Timepiece VII: Threads
Threading Instructions for Ancestral Recombination Graphs
“Threads takes as input a set of phased genotypes and outputs a set of threading instructions for each sample.”
—Brandt, Chiang, Guo et al. (2024)
The Mechanism at a Glance
Threads is a deterministic method for inferring Ancestral Recombination Graphs from phased genotype data.

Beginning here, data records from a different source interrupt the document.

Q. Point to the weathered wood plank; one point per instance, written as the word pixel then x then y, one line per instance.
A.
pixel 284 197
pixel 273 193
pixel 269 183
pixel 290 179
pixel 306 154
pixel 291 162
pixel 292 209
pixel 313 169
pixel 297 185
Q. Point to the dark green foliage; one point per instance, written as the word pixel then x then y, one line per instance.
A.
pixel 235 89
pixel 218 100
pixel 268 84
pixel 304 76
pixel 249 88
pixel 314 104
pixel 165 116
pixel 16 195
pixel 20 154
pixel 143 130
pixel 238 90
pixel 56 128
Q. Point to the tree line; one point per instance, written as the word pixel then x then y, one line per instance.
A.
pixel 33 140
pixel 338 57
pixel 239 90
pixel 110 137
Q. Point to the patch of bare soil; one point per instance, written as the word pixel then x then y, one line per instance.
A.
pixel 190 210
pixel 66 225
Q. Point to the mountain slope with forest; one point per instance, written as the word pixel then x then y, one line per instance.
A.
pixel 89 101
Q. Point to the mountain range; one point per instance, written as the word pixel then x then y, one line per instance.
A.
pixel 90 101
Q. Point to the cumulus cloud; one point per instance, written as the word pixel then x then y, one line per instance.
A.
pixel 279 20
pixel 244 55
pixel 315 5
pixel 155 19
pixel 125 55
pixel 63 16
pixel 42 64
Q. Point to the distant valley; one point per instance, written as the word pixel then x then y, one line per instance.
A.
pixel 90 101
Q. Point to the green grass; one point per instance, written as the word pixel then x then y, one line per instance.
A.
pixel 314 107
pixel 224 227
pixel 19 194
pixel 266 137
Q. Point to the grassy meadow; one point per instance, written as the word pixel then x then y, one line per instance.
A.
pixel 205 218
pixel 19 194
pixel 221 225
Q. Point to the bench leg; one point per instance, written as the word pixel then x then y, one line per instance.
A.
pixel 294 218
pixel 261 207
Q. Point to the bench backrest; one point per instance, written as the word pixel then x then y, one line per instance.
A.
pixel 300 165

Where SINGER (Timepiece VII: SINGER) samples ARGs from a posterior distribution using Bayesian MCMC, Threads finds the single most likely threading path for each haplotype using a three-step pipeline: pre-filter candidate matches, run a memory-efficient Viterbi algorithm, and date the resulting segments.
Primary Reference
The three gears of Threads:
PBWT Haplotype Matching (the pre-filter) – Uses the positional Burrows-Wheeler transform to identify a small set of candidate haplotype matches for each sample, reducing the search space from \(O(N)\) to \(O(L)\) candidates per sample (\(L \ll N\)).
Memory-Efficient Viterbi (the inference engine) – A branch-and-bound implementation of the Viterbi algorithm under the Li-Stephens model that finds the optimal threading path in \(O(NM)\) time and \(O(N)\) average memory, avoiding the classical \(O(NM)\) memory requirement.
Segment Dating (the calibration) – Assigns coalescence times to each Viterbi segment using likelihood-based and Bayesian estimators that model segments as pairwise IBD regions.
These gears connect in a simple linear pipeline:
Phased genotypes (N haplotypes, M sites)
|
v
+-------------------------------+
| PBWT HAPLOTYPE MATCHING |
| |
| Chunk genome into 0.5 cM |
| segments, sort with PBWT, |
| query L-neighbourhood, |
| filter by match count |
| |
| -> L candidates per sample |
+-------------------------------+
|
v
+-------------------------------+
| MEMORY-EFFICIENT VITERBI |
| |
| For each sample n = 1..N: |
| Run Li-Stephens Viterbi |
| on L x M candidate panel |
| using branch-and-bound |
| |
| -> Threading targets per |
| sample at each site |
+-------------------------------+
|
v
+-------------------------------+
| SEGMENT DATING |
| |
| For each Viterbi segment: |
| Model as IBD region |
| Estimate age from length |
| + mutations + demography |
| |
| -> Coalescence times |
+-------------------------------+
|
v
Threading instructions
(= the inferred ARG)
Prerequisites for this Timepiece
Threads builds on several earlier concepts and Timepieces:
Li & Stephens HMM – the copying model that Threads optimizes with its memory-efficient Viterbi
Coalescent Theory – coalescence times and rates used in the dating step
The SMC – the sequentially Markov coalescent model underlying the segment length distribution
If you have worked through the Li & Stephens Timepiece, you already have the main conceptual foundation. Threads extends that foundation to biobank-scale data through algorithmic innovation rather than model complexity.